O primeiro essencial é o culto, a vitamina A de Adoração. A celebração da Liturgia ou Culto divino é o primeiro e fundamental propósito da Igreja, a fonte e o cume de tudo o que a Igreja faz. Todo o discípulo ou comunidade de discípulos precisa, pois, de crescer nesta relação amorosa com Deus que se realiza através das variadas formas de oração que a Tradição cristã nos deixou e o Espírito constantemente renova, bem como da celebração festiva dos sacramentos.

A segunda vitamina é a vida fraterna, a comunidade. A paróquia é também uma comunidade de comunidades, agraciada com diversos grupos de pertença sejam eles de caráter evangelizador (células, Alpha), catequético, (grupos de pais), de apoio face às necessidades de capacidades e cultura (Tempo e do saber), sócio caritativos (caritas paroquial), litúrgicos (coros). Cada grupo deve ser encorajado e capacitado para contribuir com o seu dom particular para a vitalidade da paróquia como um todo.

O terceiro pilar, é o serviço e liderança, a capacidade de influenciar, de servir e mover as pessoas a abraçar o Mandato Missionário de Jesus de ir e de fazer discípulos e trabalhar na construção do reino de Deus.

O quarto essencial é a formação. A nossa consciente decisão de colocar o grande Mandato Missionário de Jesus no centro da identidade e da ação das nossas paróquias significa discernir e decidir novos modos de providenciar formação cristã, de permitir às nossas comunidades e paroquianos crescer em Cristo como discípulos-missionários.

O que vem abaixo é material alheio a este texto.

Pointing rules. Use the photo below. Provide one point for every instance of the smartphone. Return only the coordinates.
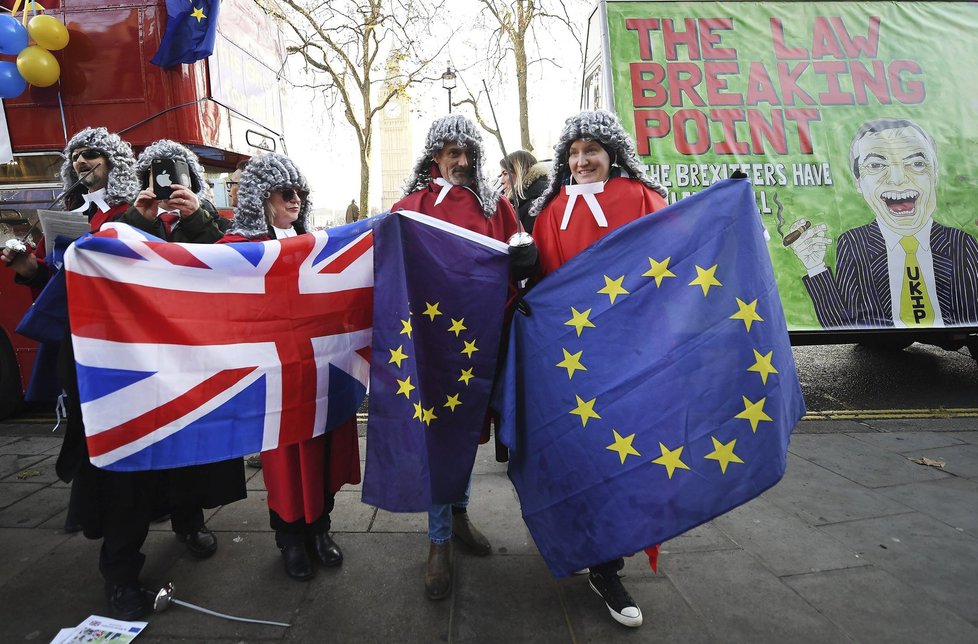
(164, 173)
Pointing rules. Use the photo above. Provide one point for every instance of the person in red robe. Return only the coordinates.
(448, 183)
(597, 184)
(301, 479)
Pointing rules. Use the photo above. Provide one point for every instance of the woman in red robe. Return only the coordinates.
(597, 184)
(301, 479)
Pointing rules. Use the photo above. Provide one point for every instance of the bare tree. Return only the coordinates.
(513, 25)
(367, 52)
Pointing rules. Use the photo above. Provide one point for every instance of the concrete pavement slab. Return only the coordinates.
(377, 595)
(490, 592)
(34, 510)
(741, 601)
(872, 606)
(819, 496)
(904, 442)
(24, 547)
(925, 554)
(11, 464)
(960, 460)
(13, 493)
(859, 462)
(782, 542)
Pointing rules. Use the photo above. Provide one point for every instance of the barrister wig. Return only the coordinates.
(601, 126)
(122, 184)
(167, 149)
(454, 128)
(262, 175)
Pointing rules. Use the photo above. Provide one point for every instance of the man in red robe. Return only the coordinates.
(448, 183)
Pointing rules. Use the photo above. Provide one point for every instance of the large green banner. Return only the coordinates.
(857, 123)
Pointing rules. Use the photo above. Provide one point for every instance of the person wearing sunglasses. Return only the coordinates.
(302, 479)
(108, 185)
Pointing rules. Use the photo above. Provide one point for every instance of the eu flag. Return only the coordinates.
(191, 28)
(439, 296)
(652, 387)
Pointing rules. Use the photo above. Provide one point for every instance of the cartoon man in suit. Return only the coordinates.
(903, 269)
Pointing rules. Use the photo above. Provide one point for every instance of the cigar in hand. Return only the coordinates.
(793, 236)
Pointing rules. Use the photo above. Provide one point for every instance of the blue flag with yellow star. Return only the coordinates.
(439, 297)
(652, 387)
(191, 29)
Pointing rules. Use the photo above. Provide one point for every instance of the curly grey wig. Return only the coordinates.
(601, 126)
(260, 177)
(453, 128)
(167, 149)
(122, 185)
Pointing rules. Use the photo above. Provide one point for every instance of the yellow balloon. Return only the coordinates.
(38, 66)
(48, 32)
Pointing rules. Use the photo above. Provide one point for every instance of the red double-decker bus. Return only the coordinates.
(226, 108)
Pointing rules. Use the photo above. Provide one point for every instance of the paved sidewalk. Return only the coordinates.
(857, 543)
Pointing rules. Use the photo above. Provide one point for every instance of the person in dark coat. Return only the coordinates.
(524, 180)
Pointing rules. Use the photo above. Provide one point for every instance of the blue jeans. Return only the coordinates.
(440, 518)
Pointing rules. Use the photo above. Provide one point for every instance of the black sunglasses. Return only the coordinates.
(88, 155)
(288, 194)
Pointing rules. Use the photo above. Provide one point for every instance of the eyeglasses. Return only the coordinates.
(88, 154)
(288, 194)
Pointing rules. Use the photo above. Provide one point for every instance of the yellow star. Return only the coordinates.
(723, 454)
(762, 365)
(406, 328)
(585, 410)
(405, 387)
(469, 349)
(623, 446)
(659, 270)
(453, 402)
(754, 412)
(571, 362)
(397, 355)
(579, 320)
(613, 288)
(431, 310)
(747, 313)
(670, 459)
(705, 278)
(457, 326)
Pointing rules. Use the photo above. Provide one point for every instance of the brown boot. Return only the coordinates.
(468, 534)
(438, 576)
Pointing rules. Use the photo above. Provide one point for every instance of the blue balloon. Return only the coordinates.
(11, 82)
(13, 36)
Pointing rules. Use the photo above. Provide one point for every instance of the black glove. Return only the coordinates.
(524, 260)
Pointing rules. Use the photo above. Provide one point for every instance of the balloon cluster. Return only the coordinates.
(35, 63)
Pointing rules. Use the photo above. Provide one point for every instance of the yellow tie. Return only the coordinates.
(915, 306)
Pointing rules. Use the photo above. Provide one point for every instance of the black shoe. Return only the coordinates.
(297, 564)
(326, 550)
(200, 543)
(127, 602)
(620, 604)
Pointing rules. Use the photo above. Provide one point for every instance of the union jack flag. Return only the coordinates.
(195, 353)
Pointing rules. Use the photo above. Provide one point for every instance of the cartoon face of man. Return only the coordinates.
(896, 173)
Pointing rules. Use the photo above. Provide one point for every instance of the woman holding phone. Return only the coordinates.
(301, 479)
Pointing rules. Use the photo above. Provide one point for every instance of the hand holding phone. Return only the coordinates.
(166, 172)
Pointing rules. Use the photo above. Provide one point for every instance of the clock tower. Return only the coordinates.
(395, 149)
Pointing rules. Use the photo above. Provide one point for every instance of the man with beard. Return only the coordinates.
(448, 183)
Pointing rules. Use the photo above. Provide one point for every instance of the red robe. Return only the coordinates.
(297, 476)
(623, 200)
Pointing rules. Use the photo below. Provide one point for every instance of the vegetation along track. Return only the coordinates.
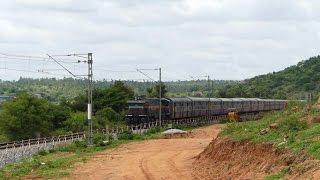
(153, 159)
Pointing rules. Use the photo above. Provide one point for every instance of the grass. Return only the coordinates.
(279, 175)
(60, 162)
(293, 131)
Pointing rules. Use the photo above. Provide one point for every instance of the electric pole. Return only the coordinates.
(160, 103)
(90, 77)
(88, 60)
(160, 88)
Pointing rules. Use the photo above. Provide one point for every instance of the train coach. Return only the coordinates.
(147, 110)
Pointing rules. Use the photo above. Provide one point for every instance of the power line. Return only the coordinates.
(62, 66)
(29, 71)
(120, 71)
(34, 58)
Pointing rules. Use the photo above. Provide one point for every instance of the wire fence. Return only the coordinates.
(15, 151)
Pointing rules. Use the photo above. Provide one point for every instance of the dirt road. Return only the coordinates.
(152, 159)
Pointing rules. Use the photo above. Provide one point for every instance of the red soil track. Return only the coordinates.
(152, 159)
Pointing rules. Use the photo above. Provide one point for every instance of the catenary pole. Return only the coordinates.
(90, 77)
(160, 94)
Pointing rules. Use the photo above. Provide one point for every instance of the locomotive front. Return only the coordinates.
(137, 112)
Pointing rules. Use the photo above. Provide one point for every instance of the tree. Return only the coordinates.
(109, 117)
(115, 97)
(27, 117)
(155, 91)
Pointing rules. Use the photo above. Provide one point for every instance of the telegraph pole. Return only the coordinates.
(90, 80)
(160, 88)
(160, 103)
(90, 77)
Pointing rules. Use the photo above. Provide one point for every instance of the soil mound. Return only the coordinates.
(228, 159)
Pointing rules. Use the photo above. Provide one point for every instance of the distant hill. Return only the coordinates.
(55, 89)
(294, 82)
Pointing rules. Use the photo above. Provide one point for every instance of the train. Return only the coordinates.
(147, 110)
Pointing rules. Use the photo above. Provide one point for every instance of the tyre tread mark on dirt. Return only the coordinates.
(173, 166)
(145, 170)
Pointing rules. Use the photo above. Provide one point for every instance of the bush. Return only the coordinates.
(153, 130)
(43, 152)
(292, 124)
(126, 135)
(100, 138)
(81, 144)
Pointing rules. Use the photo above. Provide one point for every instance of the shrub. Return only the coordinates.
(99, 138)
(126, 135)
(292, 124)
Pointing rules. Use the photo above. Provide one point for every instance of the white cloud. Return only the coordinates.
(227, 39)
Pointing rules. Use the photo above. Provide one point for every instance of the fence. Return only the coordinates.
(17, 150)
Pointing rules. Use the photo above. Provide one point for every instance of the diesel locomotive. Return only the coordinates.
(147, 110)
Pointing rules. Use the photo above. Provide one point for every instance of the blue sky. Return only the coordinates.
(226, 39)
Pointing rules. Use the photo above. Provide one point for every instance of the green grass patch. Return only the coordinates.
(279, 175)
(292, 130)
(58, 163)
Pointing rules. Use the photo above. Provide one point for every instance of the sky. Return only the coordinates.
(225, 39)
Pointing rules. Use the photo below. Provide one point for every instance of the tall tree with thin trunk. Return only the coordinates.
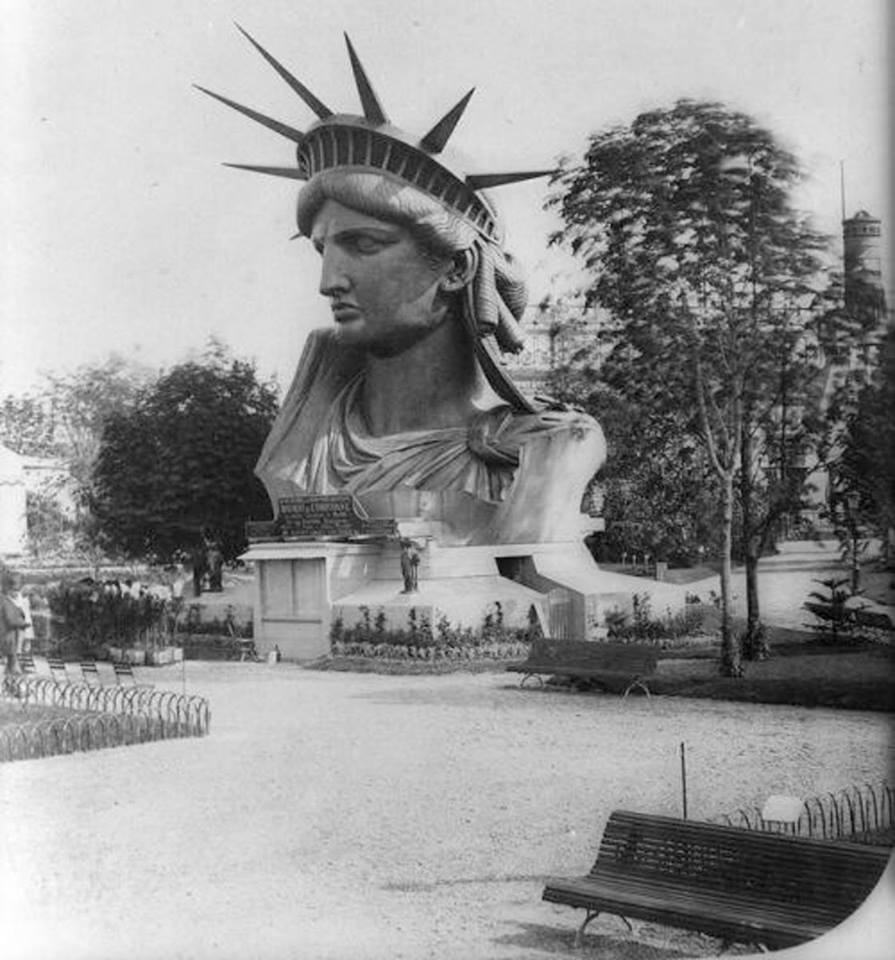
(684, 221)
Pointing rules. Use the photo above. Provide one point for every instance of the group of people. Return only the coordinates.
(16, 632)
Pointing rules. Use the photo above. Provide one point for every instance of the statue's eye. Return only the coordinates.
(363, 243)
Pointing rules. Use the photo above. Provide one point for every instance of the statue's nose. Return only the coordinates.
(333, 275)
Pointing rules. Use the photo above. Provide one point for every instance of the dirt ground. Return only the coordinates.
(338, 815)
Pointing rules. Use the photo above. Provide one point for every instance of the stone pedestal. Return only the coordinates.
(302, 587)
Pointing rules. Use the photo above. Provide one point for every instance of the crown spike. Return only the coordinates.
(483, 181)
(316, 105)
(293, 173)
(290, 133)
(436, 139)
(369, 101)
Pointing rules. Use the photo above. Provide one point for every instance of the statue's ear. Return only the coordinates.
(464, 264)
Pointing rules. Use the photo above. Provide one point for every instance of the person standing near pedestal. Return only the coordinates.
(12, 620)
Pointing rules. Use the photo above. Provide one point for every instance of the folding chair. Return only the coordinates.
(124, 674)
(90, 673)
(57, 670)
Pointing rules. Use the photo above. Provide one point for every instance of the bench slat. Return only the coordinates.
(743, 884)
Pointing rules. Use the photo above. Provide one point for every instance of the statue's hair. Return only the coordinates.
(496, 296)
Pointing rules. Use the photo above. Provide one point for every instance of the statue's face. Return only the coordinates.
(386, 291)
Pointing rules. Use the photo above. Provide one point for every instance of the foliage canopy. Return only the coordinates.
(179, 464)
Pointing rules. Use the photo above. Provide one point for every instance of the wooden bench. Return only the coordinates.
(585, 660)
(747, 886)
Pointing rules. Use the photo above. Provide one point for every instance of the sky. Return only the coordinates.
(123, 232)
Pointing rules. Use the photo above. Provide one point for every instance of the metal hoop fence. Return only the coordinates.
(855, 813)
(107, 717)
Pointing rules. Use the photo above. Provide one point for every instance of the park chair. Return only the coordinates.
(26, 662)
(124, 675)
(90, 673)
(57, 670)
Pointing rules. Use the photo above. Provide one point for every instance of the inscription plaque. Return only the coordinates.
(322, 516)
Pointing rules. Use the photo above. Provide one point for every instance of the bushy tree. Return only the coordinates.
(180, 463)
(684, 221)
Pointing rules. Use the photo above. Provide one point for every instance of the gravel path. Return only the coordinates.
(334, 815)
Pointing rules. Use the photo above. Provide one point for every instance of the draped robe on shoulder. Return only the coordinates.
(495, 479)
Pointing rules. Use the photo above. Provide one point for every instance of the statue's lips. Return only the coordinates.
(343, 313)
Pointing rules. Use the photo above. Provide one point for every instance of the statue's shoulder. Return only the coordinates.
(497, 435)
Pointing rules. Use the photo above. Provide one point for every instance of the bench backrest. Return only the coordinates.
(827, 875)
(598, 654)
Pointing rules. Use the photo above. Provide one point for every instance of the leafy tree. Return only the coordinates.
(683, 219)
(657, 486)
(81, 402)
(180, 462)
(27, 426)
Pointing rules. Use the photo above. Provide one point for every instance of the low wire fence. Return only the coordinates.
(861, 813)
(102, 716)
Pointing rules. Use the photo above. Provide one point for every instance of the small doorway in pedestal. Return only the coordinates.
(294, 607)
(514, 568)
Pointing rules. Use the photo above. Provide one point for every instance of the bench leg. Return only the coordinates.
(591, 915)
(637, 682)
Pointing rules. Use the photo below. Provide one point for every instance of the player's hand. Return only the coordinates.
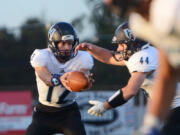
(147, 131)
(97, 109)
(83, 47)
(90, 81)
(64, 80)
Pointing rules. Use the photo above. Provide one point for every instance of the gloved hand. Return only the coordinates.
(147, 131)
(97, 109)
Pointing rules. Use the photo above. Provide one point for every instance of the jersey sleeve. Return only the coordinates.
(142, 62)
(85, 61)
(38, 58)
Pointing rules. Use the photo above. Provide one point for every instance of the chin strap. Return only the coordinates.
(117, 99)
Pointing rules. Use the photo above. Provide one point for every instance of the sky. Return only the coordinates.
(13, 13)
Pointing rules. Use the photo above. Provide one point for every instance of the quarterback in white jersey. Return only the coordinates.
(52, 96)
(140, 58)
(57, 110)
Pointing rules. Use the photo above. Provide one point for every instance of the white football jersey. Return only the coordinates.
(145, 60)
(162, 29)
(58, 96)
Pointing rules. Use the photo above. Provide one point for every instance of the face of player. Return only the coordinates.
(65, 47)
(120, 52)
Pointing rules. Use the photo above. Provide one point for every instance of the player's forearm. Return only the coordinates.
(101, 54)
(44, 75)
(164, 88)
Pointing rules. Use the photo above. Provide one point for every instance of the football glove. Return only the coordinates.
(97, 109)
(147, 131)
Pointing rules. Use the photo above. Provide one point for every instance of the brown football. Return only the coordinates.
(77, 81)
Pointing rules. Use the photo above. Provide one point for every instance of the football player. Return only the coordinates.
(158, 21)
(57, 110)
(139, 57)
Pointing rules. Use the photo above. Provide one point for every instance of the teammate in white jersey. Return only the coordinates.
(57, 110)
(158, 21)
(140, 58)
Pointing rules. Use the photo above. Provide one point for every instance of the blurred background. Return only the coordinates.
(23, 28)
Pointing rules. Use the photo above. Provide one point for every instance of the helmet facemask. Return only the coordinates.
(125, 53)
(62, 32)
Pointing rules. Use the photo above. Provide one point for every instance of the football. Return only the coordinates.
(77, 81)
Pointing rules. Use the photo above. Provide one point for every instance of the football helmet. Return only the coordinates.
(123, 35)
(62, 32)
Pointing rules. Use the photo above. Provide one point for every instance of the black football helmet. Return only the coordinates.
(124, 35)
(62, 32)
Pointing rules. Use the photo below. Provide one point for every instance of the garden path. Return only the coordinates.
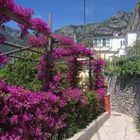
(118, 127)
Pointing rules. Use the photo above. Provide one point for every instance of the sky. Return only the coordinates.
(70, 12)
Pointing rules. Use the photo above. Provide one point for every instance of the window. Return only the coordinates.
(95, 42)
(99, 42)
(107, 42)
(122, 42)
(104, 42)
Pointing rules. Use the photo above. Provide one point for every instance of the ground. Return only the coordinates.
(118, 127)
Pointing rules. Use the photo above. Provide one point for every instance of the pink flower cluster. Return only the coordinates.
(38, 25)
(30, 115)
(77, 49)
(66, 40)
(37, 41)
(98, 66)
(2, 39)
(3, 59)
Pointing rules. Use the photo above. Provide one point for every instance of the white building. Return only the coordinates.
(110, 46)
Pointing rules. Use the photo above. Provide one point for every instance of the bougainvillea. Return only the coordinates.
(37, 41)
(29, 115)
(38, 25)
(99, 79)
(2, 38)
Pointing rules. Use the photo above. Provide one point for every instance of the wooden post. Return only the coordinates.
(107, 104)
(49, 59)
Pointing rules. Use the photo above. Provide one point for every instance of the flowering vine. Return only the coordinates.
(99, 79)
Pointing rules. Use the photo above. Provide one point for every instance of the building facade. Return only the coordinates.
(109, 46)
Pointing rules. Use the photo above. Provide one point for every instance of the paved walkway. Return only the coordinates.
(118, 127)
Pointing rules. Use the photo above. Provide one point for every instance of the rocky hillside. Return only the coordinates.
(134, 23)
(12, 36)
(119, 23)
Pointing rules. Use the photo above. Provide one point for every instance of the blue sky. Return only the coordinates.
(70, 12)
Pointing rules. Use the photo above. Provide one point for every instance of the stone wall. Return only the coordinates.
(125, 95)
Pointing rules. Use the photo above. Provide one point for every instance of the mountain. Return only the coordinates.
(134, 23)
(12, 36)
(120, 23)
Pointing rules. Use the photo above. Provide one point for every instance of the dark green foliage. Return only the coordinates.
(75, 123)
(22, 72)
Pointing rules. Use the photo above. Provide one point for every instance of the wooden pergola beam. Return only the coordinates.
(8, 13)
(14, 51)
(19, 57)
(20, 47)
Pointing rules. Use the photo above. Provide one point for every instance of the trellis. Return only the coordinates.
(49, 49)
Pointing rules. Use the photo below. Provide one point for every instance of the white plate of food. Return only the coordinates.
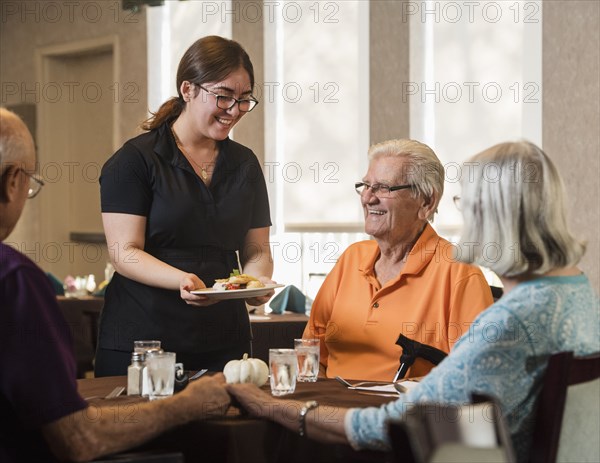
(222, 294)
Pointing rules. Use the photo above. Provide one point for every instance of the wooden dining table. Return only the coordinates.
(237, 437)
(82, 315)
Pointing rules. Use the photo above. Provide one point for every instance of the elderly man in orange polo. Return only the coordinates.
(403, 281)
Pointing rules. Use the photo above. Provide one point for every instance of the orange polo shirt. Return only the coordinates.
(433, 301)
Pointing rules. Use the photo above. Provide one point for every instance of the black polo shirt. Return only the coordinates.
(191, 226)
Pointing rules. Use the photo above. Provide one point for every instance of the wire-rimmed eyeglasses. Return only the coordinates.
(227, 102)
(35, 184)
(378, 189)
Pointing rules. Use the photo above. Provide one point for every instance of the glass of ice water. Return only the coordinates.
(283, 367)
(308, 353)
(161, 374)
(144, 346)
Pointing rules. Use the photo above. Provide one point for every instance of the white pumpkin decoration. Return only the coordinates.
(246, 370)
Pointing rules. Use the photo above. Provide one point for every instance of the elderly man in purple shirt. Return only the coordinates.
(42, 416)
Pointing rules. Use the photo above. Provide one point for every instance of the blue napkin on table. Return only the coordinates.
(289, 299)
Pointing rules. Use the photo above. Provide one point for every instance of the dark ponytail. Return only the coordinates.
(170, 109)
(209, 59)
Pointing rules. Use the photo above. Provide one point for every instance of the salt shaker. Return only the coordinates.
(145, 387)
(134, 374)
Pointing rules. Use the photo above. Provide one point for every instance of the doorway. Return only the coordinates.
(76, 132)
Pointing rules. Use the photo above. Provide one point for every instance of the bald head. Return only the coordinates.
(16, 143)
(17, 161)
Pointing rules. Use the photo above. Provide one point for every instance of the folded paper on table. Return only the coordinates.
(290, 299)
(385, 388)
(56, 284)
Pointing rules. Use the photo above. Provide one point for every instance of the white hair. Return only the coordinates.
(16, 144)
(422, 169)
(513, 205)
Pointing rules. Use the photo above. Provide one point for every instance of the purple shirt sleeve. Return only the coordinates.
(37, 363)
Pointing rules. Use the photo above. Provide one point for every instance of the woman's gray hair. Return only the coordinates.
(513, 205)
(422, 168)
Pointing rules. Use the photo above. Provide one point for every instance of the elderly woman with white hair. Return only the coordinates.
(403, 281)
(513, 200)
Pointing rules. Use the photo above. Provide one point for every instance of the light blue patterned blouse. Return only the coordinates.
(504, 354)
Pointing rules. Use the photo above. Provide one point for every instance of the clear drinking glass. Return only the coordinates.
(283, 366)
(308, 352)
(144, 346)
(161, 374)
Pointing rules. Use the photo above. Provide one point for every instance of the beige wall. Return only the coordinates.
(28, 26)
(389, 36)
(251, 129)
(571, 87)
(571, 114)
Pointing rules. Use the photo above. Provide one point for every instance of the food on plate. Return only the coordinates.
(238, 281)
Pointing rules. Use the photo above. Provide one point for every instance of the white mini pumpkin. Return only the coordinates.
(246, 370)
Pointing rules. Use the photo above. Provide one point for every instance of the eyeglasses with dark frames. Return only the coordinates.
(227, 102)
(456, 200)
(379, 190)
(35, 184)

O quinto pilar, é a evangelização. A vitalidade e futuro das nossas paróquias depende do nosso desejo e capacidade de sermos fiéis ao chamamento de Jesus, cooperando com o Espírito Santo, para que outros possam ter um encontro com Jesus. É importante construir relações de confiança com os outros para despertar a sua curiosidade espiritual e abertura. A paróquia precisa encorajar e treinar os seus membros para serem evangelizadores. Precisamos de uma cultura de convite que alimente a confiança e a abertura. Isto exige da parte das comunidades de fé – e daqueles que fazem parte delas – qualidade na aproximação, preparação para o diálogo, paciência, afeto e acolhimento.